Il est acquis que les déclarations de ressources constituent des déclarations sur l’honneur, et que le formulaire renseigné est suffisamment clair et précis pour que toute omission ou incompréhension soit exclue.
En omettant délibérément de déclarer une partie des ressources perçues, l’intéressée a bénéficié de façon indue de la complémentaire santé solidaire.
L’allocataire était parfaitement informée de l’obligation à laquelle elle était tenue et s’était engagée par le formulaire de demande de l’allocation.
La pénalité financière notifiée par la [10] le 14 mai 2021 est en conséquence bien-fondée, et doit être confirmée.
L’équité commande de faire application des dispositions de l’article 700 du code de procédure civile et de condamner à ce titre Mme [S] [F] au paiement de la somme de 200 €.
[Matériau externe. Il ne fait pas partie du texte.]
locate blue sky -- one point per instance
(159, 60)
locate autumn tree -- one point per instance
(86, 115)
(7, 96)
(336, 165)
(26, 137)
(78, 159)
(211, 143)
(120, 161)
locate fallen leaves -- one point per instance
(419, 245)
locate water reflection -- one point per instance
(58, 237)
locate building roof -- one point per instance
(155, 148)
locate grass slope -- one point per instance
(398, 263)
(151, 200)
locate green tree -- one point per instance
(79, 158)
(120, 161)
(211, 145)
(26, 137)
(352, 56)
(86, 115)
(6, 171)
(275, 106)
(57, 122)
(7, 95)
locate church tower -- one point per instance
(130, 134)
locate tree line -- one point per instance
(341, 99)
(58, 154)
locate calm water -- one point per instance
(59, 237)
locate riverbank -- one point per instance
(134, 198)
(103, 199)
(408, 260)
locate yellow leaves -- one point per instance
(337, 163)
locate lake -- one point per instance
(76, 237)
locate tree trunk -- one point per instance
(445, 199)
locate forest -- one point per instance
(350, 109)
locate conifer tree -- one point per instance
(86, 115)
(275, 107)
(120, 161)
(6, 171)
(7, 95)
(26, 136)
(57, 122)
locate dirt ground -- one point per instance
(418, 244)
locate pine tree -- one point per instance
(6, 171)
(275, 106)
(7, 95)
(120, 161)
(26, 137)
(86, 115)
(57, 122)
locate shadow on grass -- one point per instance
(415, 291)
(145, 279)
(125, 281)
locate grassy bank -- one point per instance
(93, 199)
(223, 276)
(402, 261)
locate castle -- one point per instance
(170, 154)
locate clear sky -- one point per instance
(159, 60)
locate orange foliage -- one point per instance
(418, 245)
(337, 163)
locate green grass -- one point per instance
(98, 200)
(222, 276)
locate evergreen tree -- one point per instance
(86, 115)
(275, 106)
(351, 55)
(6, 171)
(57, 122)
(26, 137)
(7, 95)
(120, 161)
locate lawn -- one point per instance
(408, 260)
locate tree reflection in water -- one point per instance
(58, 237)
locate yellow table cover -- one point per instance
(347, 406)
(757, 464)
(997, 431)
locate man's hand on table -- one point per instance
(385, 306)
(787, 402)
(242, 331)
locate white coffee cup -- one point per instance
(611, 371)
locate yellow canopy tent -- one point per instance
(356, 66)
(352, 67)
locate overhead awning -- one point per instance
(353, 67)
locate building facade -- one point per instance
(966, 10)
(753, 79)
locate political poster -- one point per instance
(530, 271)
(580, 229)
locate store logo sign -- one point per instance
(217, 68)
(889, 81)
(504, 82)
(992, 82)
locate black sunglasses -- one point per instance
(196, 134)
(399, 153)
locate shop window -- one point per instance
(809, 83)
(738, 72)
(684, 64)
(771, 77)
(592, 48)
En application de l’article 696 du Code de procédure civile, la partie succombant à l’instance doit en supporter les dépens.
La nature et l’ancienneté du litige justifient d’ordonner l’exécution provisoire du présent jugement.
PAR CES MOTIFS
Le tribunal, statuant par mise à disposition au greffe, par jugement réputé contradictoire et en dernier ressort,
DÉBOUTE Mme [S] [F] de son recours à l’encontre de la pénalité financière notifiée par la [10] le 14 mai 2021 du chef de fausse déclaration relative à ses ressources ;
CONDAMNE Mme [S] [F] au paiement de la somme de 400 € au titre de cette pénalité financière ;
CONDAMNE Mme [S] [F] au paiement de la somme de 200 € au titre des dispositions de l’article 700 du Code de procédure civile ;
CONDAMNE Mme [S] [F] aux dépens de l’instance en application de l’article 696 du Code de procédure civile ;
ORDONNE l’exécution provisoire du présent jugement.
Conformément aux dispositions de l’article 612 du Code de procédure civile, et sous peine de forclusion, les parties disposent pour former leur pourvoi en cassation d’un délai de deux mois à compter de la notification de la présente décision.
Ainsi jugé et prononcé par mise à disposition au greffe le 30 octobre 2024.